LLMHQ Website UI Spec

LLMHQ Website UI Spec

This document defines the messaging, content, structure, and design direction for the LLM Headquarters website (llmhq-hub.github.io). Use this as the source of truth when building or updating the site.


Brand

  • Name: LLM Headquarters (LLMhq)
  • Tagline: “Operational infrastructure for AI agents.”
  • One-liner: Git-native release engineering for AI agents. Local-first. No lock-in.
  • Tone: Engineering-focused, honest, no hype. Speak like a senior engineer explaining something to a peer. Never say “revolutionary”, “game-changing”, “AI-powered”, or “comprehensive solution”.

Product Hierarchy

LLM Headquarters (umbrella brand)
├── PromptOps  — prompt versioning & management (foundation layer)
└── ReleaseOps — bundle, promote, attribute, analyze (orchestration layer)
  • PromptOps is the entry point. ReleaseOps builds on top of it.
  • Each works standalone.
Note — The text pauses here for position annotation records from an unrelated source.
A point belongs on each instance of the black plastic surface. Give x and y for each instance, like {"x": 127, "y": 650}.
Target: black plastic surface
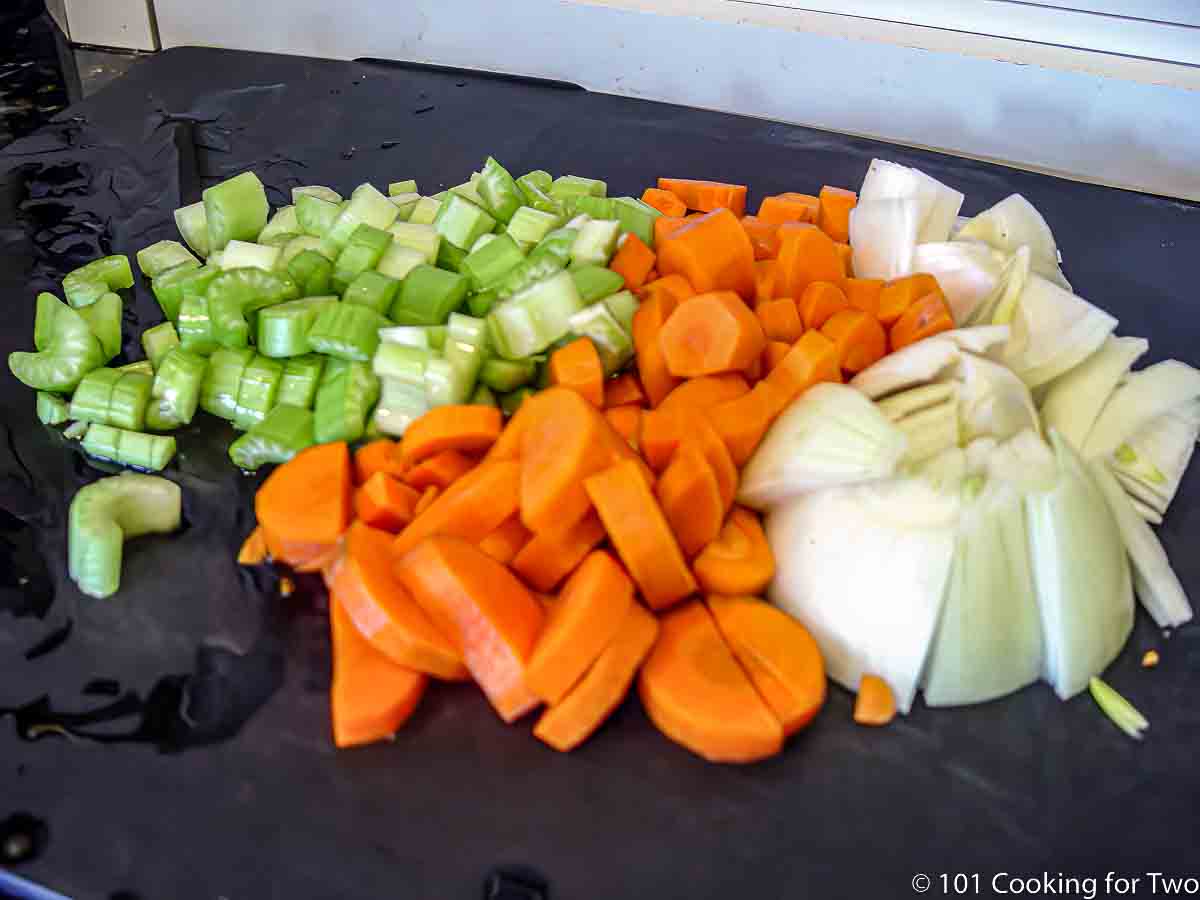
{"x": 211, "y": 772}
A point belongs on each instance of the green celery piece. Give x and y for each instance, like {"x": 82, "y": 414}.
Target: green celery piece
{"x": 372, "y": 291}
{"x": 462, "y": 222}
{"x": 427, "y": 297}
{"x": 257, "y": 390}
{"x": 237, "y": 209}
{"x": 346, "y": 331}
{"x": 108, "y": 511}
{"x": 595, "y": 282}
{"x": 174, "y": 285}
{"x": 311, "y": 273}
{"x": 157, "y": 258}
{"x": 301, "y": 375}
{"x": 52, "y": 409}
{"x": 159, "y": 341}
{"x": 103, "y": 317}
{"x": 281, "y": 435}
{"x": 88, "y": 283}
{"x": 67, "y": 349}
{"x": 193, "y": 228}
{"x": 499, "y": 191}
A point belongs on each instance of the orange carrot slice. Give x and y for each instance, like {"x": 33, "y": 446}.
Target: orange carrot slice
{"x": 696, "y": 694}
{"x": 489, "y": 616}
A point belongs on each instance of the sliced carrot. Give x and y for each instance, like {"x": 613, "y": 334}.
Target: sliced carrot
{"x": 577, "y": 367}
{"x": 707, "y": 196}
{"x": 899, "y": 294}
{"x": 805, "y": 255}
{"x": 696, "y": 694}
{"x": 633, "y": 261}
{"x": 551, "y": 556}
{"x": 562, "y": 444}
{"x": 652, "y": 366}
{"x": 489, "y": 616}
{"x": 691, "y": 498}
{"x": 820, "y": 300}
{"x": 384, "y": 612}
{"x": 573, "y": 719}
{"x": 377, "y": 456}
{"x": 307, "y": 501}
{"x": 466, "y": 427}
{"x": 712, "y": 252}
{"x": 371, "y": 697}
{"x": 253, "y": 549}
{"x": 623, "y": 390}
{"x": 582, "y": 622}
{"x": 833, "y": 213}
{"x": 472, "y": 508}
{"x": 385, "y": 503}
{"x": 875, "y": 703}
{"x": 763, "y": 237}
{"x": 665, "y": 202}
{"x": 778, "y": 653}
{"x": 739, "y": 561}
{"x": 507, "y": 540}
{"x": 858, "y": 336}
{"x": 711, "y": 334}
{"x": 627, "y": 421}
{"x": 927, "y": 317}
{"x": 780, "y": 319}
{"x": 640, "y": 533}
{"x": 439, "y": 471}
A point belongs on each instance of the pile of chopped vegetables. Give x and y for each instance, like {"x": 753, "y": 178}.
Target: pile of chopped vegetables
{"x": 571, "y": 411}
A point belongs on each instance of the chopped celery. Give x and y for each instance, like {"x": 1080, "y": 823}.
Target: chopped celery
{"x": 346, "y": 331}
{"x": 372, "y": 291}
{"x": 108, "y": 511}
{"x": 88, "y": 283}
{"x": 595, "y": 282}
{"x": 157, "y": 258}
{"x": 193, "y": 228}
{"x": 66, "y": 349}
{"x": 159, "y": 341}
{"x": 281, "y": 435}
{"x": 427, "y": 297}
{"x": 301, "y": 375}
{"x": 103, "y": 317}
{"x": 235, "y": 209}
{"x": 52, "y": 409}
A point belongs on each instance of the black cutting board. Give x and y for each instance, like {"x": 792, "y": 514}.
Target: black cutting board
{"x": 222, "y": 781}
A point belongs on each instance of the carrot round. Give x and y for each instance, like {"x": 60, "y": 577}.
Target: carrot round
{"x": 577, "y": 367}
{"x": 778, "y": 653}
{"x": 640, "y": 533}
{"x": 739, "y": 561}
{"x": 573, "y": 719}
{"x": 709, "y": 334}
{"x": 364, "y": 585}
{"x": 858, "y": 337}
{"x": 875, "y": 703}
{"x": 385, "y": 503}
{"x": 927, "y": 317}
{"x": 697, "y": 695}
{"x": 712, "y": 252}
{"x": 489, "y": 616}
{"x": 586, "y": 617}
{"x": 833, "y": 211}
{"x": 805, "y": 255}
{"x": 472, "y": 508}
{"x": 371, "y": 697}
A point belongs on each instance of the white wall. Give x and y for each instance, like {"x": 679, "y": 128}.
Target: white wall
{"x": 1114, "y": 118}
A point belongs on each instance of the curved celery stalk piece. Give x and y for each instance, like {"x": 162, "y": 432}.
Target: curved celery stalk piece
{"x": 107, "y": 513}
{"x": 70, "y": 349}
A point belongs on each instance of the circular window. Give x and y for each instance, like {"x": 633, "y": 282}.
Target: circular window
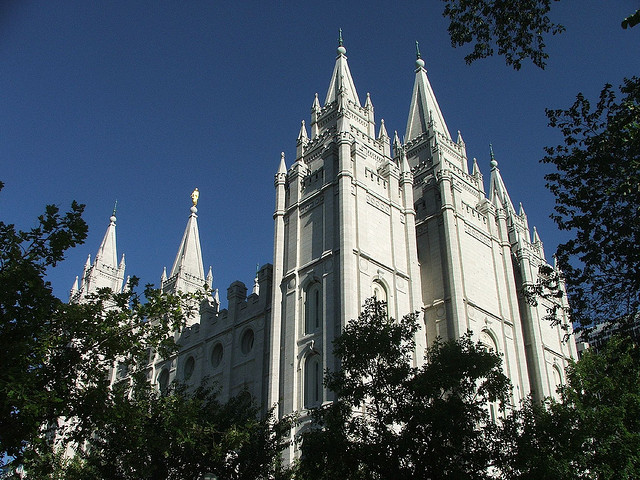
{"x": 246, "y": 344}
{"x": 189, "y": 366}
{"x": 216, "y": 355}
{"x": 163, "y": 380}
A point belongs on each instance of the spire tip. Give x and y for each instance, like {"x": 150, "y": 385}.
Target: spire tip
{"x": 341, "y": 49}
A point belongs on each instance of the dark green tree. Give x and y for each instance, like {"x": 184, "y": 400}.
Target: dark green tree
{"x": 592, "y": 432}
{"x": 54, "y": 355}
{"x": 595, "y": 182}
{"x": 394, "y": 420}
{"x": 183, "y": 434}
{"x": 515, "y": 28}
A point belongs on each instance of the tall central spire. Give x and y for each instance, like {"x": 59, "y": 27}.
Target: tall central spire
{"x": 424, "y": 114}
{"x": 187, "y": 273}
{"x": 341, "y": 80}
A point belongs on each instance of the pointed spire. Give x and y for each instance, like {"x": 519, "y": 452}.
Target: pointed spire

Together they form a complete workflow.
  • Dependency is one-directional: ReleaseOps depends on PromptOps via PromptBridge, never the reverse.
  • Progressive adoption: users start with PromptOps, graduate to ReleaseOps when ready.

Three Core Principles (Must Be Above the Fold)

These differentiate LLMhq from every competitor. They are not features — they are the philosophy. Display them prominently near the top of the landing page.

1. Git-Native

All state lives in YAML files tracked by git. No proprietary database. Bundle manifests, environment configs, promotion history, eval reports — all in the repo. git log is the audit trail. git diff shows what changed.

Short label: “Git-Native” One-liner: “Powered by the same ol’ git.” Detail: “Your prompts, bundles, and promotion history are YAML files in your repo. No new systems to learn.”

2. Local-First

Nothing phones home. No API keys required to version prompts. No SaaS dashboard. Prompts never leave the machine unless the user pushes them.

Short label: “Local-First” One-liner: “Your prompts stay in your repo. Your logic stays on your machine.” Detail: “No data leaves your environment. Run everything locally with zero external dependencies.”

3. No Vendor Lock-In

MIT licensed. Framework-agnostic (works with OpenAI, Anthropic, local models). Integrates with existing observability (OpenTelemetry, LangSmith) rather than replacing it. All data is readable YAML — stop using LLMhq tomorrow and everything is still there.

Short label: “No Lock-In” One-liner: “MIT licensed. Walk away anytime.” Detail: “Framework-agnostic. Works with your existing tools. All artifacts are plain YAML in git.”


Landing Page Structure

Section 1: Hero

Headline: “Changed a prompt. Agent behaved differently in production. Which line?”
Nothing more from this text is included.